Robotics, voluntary work at neighbourhood slums, Braille transcription, teaching disadvantaged children after school hours, working with HIV positive people, tabla, yoga, time with WWF, debating society, mountaineering, cycling - anything can make for an impressive CV. You have to, of course, ensure that you get yourself a certificate to prove the time spent in your area of interest. It doesn't really help if you have been happy fingering the guitar at home or practising the drums manically with the school band but have nothing to show for it. These are facts that parents are slowly waking up to - that a Trinity certificate in music can be a big help for admissions.

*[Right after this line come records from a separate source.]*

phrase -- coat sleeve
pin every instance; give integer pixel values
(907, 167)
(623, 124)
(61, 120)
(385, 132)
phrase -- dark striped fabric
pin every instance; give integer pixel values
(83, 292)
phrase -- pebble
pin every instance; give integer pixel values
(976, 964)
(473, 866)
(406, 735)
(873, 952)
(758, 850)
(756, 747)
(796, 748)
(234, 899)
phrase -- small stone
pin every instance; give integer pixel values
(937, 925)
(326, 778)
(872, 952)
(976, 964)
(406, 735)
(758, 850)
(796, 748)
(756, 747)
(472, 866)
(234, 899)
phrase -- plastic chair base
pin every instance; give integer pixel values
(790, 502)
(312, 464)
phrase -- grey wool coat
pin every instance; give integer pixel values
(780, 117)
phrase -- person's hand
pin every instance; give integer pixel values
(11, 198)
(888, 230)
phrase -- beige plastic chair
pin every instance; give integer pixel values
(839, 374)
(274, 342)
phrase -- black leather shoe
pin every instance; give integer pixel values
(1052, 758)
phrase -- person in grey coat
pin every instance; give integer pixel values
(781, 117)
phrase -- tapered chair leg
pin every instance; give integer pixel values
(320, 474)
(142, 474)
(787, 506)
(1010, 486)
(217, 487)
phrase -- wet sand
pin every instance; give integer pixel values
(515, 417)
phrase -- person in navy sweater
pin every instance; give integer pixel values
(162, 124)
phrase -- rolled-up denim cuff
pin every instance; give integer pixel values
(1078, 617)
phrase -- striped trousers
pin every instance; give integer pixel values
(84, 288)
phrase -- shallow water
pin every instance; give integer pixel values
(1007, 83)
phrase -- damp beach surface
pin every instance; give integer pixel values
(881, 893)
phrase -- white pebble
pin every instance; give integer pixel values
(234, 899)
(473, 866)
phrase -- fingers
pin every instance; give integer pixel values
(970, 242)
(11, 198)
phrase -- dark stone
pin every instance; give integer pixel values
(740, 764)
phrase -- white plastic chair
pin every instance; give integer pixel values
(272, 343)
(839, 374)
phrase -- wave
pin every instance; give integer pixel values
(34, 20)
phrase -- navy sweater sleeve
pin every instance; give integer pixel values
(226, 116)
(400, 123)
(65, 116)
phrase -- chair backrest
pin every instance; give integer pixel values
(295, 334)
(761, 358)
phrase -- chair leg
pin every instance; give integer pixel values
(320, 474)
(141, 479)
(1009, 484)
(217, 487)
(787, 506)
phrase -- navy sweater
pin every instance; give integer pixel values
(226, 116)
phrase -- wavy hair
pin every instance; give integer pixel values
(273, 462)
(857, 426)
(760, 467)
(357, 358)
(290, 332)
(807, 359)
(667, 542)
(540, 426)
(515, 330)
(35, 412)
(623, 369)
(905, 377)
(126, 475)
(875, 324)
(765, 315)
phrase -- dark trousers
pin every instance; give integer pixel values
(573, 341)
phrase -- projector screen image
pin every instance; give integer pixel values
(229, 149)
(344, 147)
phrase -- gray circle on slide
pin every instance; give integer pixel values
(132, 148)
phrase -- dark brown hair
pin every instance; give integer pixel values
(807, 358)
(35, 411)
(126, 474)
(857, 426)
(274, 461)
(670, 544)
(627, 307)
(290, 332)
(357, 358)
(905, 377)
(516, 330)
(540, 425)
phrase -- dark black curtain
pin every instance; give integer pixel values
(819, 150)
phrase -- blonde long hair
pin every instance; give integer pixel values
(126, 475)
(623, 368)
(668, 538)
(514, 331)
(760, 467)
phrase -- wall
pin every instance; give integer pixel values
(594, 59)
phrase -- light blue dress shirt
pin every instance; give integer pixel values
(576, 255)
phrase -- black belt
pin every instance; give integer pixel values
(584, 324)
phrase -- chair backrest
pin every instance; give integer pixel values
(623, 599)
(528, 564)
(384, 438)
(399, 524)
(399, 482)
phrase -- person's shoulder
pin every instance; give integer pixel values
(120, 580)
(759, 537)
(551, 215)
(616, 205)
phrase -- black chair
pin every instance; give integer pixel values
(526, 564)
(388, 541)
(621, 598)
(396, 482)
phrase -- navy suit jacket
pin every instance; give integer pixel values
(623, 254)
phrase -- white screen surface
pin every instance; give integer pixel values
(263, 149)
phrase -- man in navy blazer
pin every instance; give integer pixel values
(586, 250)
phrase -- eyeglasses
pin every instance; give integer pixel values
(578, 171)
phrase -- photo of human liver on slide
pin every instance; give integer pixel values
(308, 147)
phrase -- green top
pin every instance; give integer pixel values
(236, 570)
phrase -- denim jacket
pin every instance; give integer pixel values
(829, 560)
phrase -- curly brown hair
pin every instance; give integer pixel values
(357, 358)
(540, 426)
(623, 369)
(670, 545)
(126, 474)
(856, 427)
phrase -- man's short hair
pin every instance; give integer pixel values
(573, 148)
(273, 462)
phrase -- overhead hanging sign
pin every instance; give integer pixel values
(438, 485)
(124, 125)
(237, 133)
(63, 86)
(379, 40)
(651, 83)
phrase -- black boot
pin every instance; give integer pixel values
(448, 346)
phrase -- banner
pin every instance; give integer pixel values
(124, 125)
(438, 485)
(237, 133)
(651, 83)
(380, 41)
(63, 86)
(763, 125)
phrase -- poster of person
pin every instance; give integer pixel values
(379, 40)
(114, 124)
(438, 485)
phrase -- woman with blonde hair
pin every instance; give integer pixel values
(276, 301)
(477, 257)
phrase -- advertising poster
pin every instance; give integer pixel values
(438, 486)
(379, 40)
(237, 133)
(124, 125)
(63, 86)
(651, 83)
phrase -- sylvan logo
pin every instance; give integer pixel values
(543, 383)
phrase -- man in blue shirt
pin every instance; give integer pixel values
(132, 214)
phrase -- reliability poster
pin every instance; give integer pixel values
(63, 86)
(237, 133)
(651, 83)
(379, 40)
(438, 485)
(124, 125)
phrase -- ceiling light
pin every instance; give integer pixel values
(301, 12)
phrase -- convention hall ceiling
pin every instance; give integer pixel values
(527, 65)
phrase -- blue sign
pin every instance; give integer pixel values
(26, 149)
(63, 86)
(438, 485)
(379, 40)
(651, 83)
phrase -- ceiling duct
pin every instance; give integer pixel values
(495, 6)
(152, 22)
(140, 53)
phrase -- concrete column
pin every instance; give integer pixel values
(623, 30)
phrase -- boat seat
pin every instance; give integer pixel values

"My daughter had played the drums in school for three years as well as been active in the theatre group but it never once struck me to seek a certificate of participation to boost her application to colleges in the west, " says the now wiser mother of child who is heading for a good UK university but without any financial assistance. She admits she didn't pay much attention to extra-curricular activities, treating it as pastime that kept her child happy. "If we had worked at the process from say two years ago, she would have managed a scholarship. "
But beware, putting in the sham appearance of being a wildly enthusiastic activist without any real insight into your alleged passion can be a bad idea. Interview panels look at these non-academic essays with a gimlet eye. "If you do something just to bulk up your application you are sure to get caught in your interview. You are grilled as much about these as your academics, " points out Ratnika Prasad who is currently studying for her graduate degree in environment policy at Cornell.
In fact, say those who cleared the hurdles, it is a good idea to take up something off-beat and stick to it with sincerity. There is nothing that appears to impress the admission panels as much as a sassy, rebellious streak in an applicant. There is little premium on predictability or safe answers in these interviews. "When I was asked why I didn't volunteer time at a social service, I said I refuse to create an impressive CV. There are other ways to take an interest in the world around you and my interest lay in the gharials. They said later the answer really impressed them, " says Balaji.
Prasad seconds this. She never cared much for debating events and told her interviewer as much. It later transpired that she was being grilled by the head of the college debating society who actually gave her full marks for sticking to and arguing her point of view.
In this new world, hobby is no longer a pathetic preoccupation of losers without academic brilliance. It is in fact a gate pass to a much-desired world.